$L2$ cache is shared between Instruction and Data (is it always? see below)
So, average read time
$=$ Fraction of Instruction Fetch $\ast $ Average Instruction fetch time $+$ Fraction of Data Fetch $\ast$ Average Data Fetch Time
Average Instruction fetch Time $= L1$ access time $+ L1$ miss rate $\ast \;L2$ access time $+ L1$ miss rate $\ast\; L2$ miss rate $\ast $ Memory access time
$\quad= 2 + 0.2 \times 8 + 0.2 \times 0.1 \times 90$
$\quad= 5.4 \;\text{ns}$
Average Data fetch Time $= L1$ access time $+ L1$ miss rate $\ast \;L2$ access time $+ L1$ miss rate $\ast \;L2$ miss rate $\ast $ Memory access time
$\quad = 2 + 0.1 \times 8 + 0.1 \times 0.1 \times 90$
$\quad= 3.7\;\text{ns}$
So, average memory access time
$$= 0.6 \times 5.4 + 0.4 \times 3.7 = 4.72\; \text{ns}$$
Now, why $L2$ must be shared? Because we can otherwise use it for either Instruction or Data and it is not logical to use it for only $1.$ Ideally this should have been mentioned in question, but this can be safely assumed also (not enough merit for Marks to All). Some more points in the question:
Assume that the caches use the referred-word-first read policy and the writeback policy
Writeback policy is irrelevant for solving the given question as we do not care for writes. Referred-word-first read policy means there is no extra time required to get the requested word from the fetched cache line.

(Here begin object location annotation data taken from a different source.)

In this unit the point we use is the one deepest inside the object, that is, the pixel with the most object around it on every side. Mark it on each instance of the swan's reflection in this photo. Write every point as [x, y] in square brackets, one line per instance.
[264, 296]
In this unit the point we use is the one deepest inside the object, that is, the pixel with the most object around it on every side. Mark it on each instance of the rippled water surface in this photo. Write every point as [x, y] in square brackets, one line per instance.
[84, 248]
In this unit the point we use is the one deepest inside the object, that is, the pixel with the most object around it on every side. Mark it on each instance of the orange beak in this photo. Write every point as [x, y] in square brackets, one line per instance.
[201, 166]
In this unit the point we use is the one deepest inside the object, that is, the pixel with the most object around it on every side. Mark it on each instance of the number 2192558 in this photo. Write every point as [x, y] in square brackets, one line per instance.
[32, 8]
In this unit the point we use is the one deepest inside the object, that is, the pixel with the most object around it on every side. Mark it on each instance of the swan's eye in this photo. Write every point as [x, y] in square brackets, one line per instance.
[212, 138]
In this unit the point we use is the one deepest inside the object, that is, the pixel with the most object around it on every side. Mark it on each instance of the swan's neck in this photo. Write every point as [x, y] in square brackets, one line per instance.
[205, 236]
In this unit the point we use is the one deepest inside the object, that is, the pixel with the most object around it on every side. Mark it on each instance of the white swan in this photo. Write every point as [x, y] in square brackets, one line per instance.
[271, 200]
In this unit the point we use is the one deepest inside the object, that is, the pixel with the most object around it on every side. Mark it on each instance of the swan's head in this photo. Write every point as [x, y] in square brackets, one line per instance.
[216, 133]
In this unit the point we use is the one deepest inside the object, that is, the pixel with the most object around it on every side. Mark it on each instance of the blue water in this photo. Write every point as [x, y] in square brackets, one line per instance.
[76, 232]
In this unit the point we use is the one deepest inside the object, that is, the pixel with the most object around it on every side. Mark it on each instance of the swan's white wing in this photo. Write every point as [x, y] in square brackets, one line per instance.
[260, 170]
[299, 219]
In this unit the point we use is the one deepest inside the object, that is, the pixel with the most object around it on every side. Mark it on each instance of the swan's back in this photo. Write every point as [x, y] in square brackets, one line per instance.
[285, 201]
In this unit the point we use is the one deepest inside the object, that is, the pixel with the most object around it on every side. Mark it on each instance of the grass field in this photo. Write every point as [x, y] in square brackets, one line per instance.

Assume that all the caches are direct mapped caches.
Not really relevant as average access times are given
Assume that the dirty bit is always 0 for all the blocks in the caches
Dirty bits are for cache replacement- which is not asked in the given question. But this can mean that there is no more delay when there is a read miss in the cache leading to a possible cache line replacement. (In a write-back cache when a cache line is replaced, if it is dirty then it must be written back to main memory).